If you like cheating, you have to love British rugby player Tom Williams‘s ploy last week.
Apparently there is a rule in rugby, as in soccer, that once a substitution is made to take a player out of the match, that player can’t return to the game. The exception to this rule is “blood injuries,” in which case a player can come off until the bleeding is stopped and then return to play.
Tom Williams suffered just such a blood injury at a very critical moment of a recent match. I don’t know anything about rugby, but his team was down by a point and they had some sort of drop-kicking specialist on the sidelines and it was the perfect time for him to come in and try a kick that would give Williams’ team the Harlequins the lead.
The trouble began when Williams looked a bit too happy as he left the field considering the large quantities of blood pouring from his mouth. One might have written this off to his being a rugby player, but apparently even rugby players get cross when smashed in the mouth, which led to an investigation. Eventually, television footage revealed that Williams had pulled a capsule of theatrical blood out of his sock and bitten into it in order to produce the faked injury.
A brilliant idea, but alas, in the end not only did Williams get suspended from the league for a year, his substitute also missed the kick and the Harlequins lost the game by a single point.
(More on this story here. Hat tip: Dean Strachan.)

In fact, when soccer first introduced substitutions into the game in the 1950s, it was restricted to injured players only. It soon turned that teams agreed to fake an injury whenever a substitution was tactically interesting, and then soccer switched to the current system of having a quota of subs: you can use them for tactical or injury reasons, if you use them too early and then get an injury, you play handicapped.
All this interest in rule following is fascinating given rugby’s origins…
In soccer, you can leave the field and be treated for your injury – then return. If your injury is ‘severe’ enough – you will be subbed out (and not allowed to return) – whereas if it is just a minor injury that you can come back from, your team is expected to play down a man until you do in fact return to the pitch.
This penalizes fakers while also not forcing a team to lose a star player in the event that he does actually need to leave the field for some treatment before returning.
Back in the glory days of “Professional Wrestling” the combatants would conceal razor blades in the tape on their wrists to draw blood from their heads. Real blood in a fake sport. What a sad day for the sport of Rugby, one of the toughest games around (I am a former prop so I know).
Tom Williams got BANNED for 12 MONTHS and the club itself got heavily finned. Considering eye gouging only gets 8-15 weeks this shows how they see this type of cheating.
The annoying thing was that the replacement kicker was taken off injured early in the game. If he had made the kick he could have aggravated his injury a great deal causing much more pain and hardship. He would in any event been injured for the final.

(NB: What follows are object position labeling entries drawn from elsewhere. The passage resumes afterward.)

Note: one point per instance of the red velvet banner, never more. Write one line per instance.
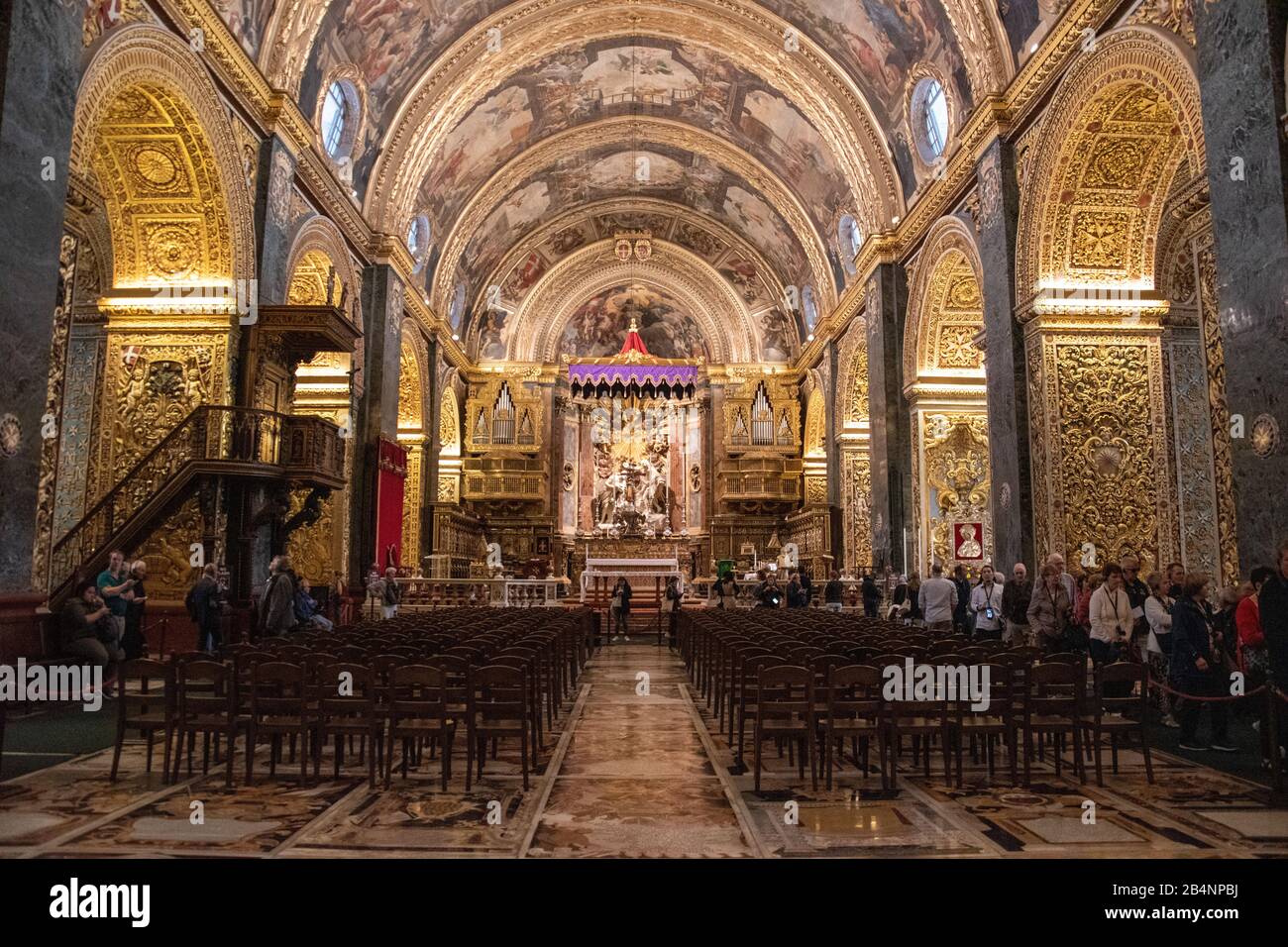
(391, 471)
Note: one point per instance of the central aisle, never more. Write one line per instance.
(635, 780)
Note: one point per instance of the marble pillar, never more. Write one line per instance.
(888, 412)
(40, 50)
(1012, 492)
(1240, 68)
(377, 408)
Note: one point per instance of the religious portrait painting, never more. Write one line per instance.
(967, 541)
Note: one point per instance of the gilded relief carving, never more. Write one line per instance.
(312, 547)
(1112, 474)
(154, 382)
(167, 552)
(957, 479)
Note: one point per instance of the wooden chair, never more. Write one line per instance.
(417, 711)
(988, 724)
(147, 707)
(347, 707)
(498, 709)
(854, 710)
(1054, 706)
(785, 710)
(1109, 710)
(206, 703)
(278, 706)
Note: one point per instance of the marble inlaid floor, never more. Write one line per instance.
(636, 767)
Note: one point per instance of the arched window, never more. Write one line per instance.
(810, 307)
(849, 239)
(930, 119)
(417, 240)
(458, 309)
(339, 119)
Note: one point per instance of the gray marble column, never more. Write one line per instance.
(377, 408)
(1004, 363)
(40, 47)
(888, 412)
(271, 224)
(1240, 67)
(433, 449)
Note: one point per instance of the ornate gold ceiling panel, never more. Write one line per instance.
(758, 278)
(537, 326)
(622, 132)
(944, 307)
(151, 127)
(745, 33)
(1103, 162)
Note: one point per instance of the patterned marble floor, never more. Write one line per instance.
(635, 767)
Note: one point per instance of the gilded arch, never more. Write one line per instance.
(1119, 129)
(143, 78)
(719, 312)
(944, 384)
(1122, 131)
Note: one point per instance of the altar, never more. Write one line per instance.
(635, 432)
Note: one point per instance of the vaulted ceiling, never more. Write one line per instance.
(760, 124)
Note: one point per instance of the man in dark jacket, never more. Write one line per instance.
(962, 616)
(871, 596)
(204, 608)
(277, 607)
(1273, 602)
(1198, 668)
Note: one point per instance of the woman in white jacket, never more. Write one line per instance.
(1111, 617)
(1158, 612)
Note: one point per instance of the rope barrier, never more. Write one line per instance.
(1172, 690)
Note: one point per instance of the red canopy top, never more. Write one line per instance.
(634, 343)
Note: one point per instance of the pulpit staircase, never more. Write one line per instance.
(211, 441)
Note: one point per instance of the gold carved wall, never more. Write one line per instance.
(155, 377)
(1124, 125)
(411, 436)
(1100, 446)
(312, 548)
(952, 487)
(947, 395)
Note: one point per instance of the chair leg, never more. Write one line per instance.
(165, 768)
(447, 759)
(120, 742)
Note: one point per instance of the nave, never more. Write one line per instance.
(625, 775)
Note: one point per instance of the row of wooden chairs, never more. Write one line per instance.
(254, 690)
(818, 707)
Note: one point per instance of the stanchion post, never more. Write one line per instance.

Cheating is obviously bad, but sports rules are just weird. If you have a specialist player and want to use that space on the roster, why not let them do their thing?
Why not have reasonable substitutions like in basketball or hockey? Although physically demanding, we’re not talking about triathalons. These games aren’t specifically endurance events.
Baseball is similar with weird substitution rules. Still, it seems to me that as long as the rule was that you couldn’t sub someone back in to artificially move them up the batting order or swap pitchers more than every third batter or something, then even that shouldn’t be a problem.
I guess it’s always the “purists” who resist, despite the rules being pretty arbitrary otherwise. (Hence the whining about the designated hitter, instant replay, etc…)
The ridiculous thing is that for the kicker to return to the game after leaving the pitch he had to be deemed a tactical substitution and not an injury as only tactical subs can return to the game for a blood injury but Nick Evans had his leg heavily strapped and he limped off so it was hardly tactical.
You can see the logic behind the heavy ban they want to get the club and the management on charges so they have incentivised the player to talk by giving him a lenghty ban. The only way they can appeal the severity is with new evidence which means the club has to somehow incriminate itself.
Here is the French commentating on the entire incidence.
http://www.youtube.com/watch?v=xjuWyKVH3aM
One Final thing. LEINSTER!!!!
Nice post Prof. Levitt. The plot appears too elaborate to have been executed by the player alone. How come he had the capsule in his sock in the first place? The convenient timing of the injury too suggests that there was an agreed signal and it could have been the placement of a substitute player on the touch line. That’s pretty good team work, even if clever by half.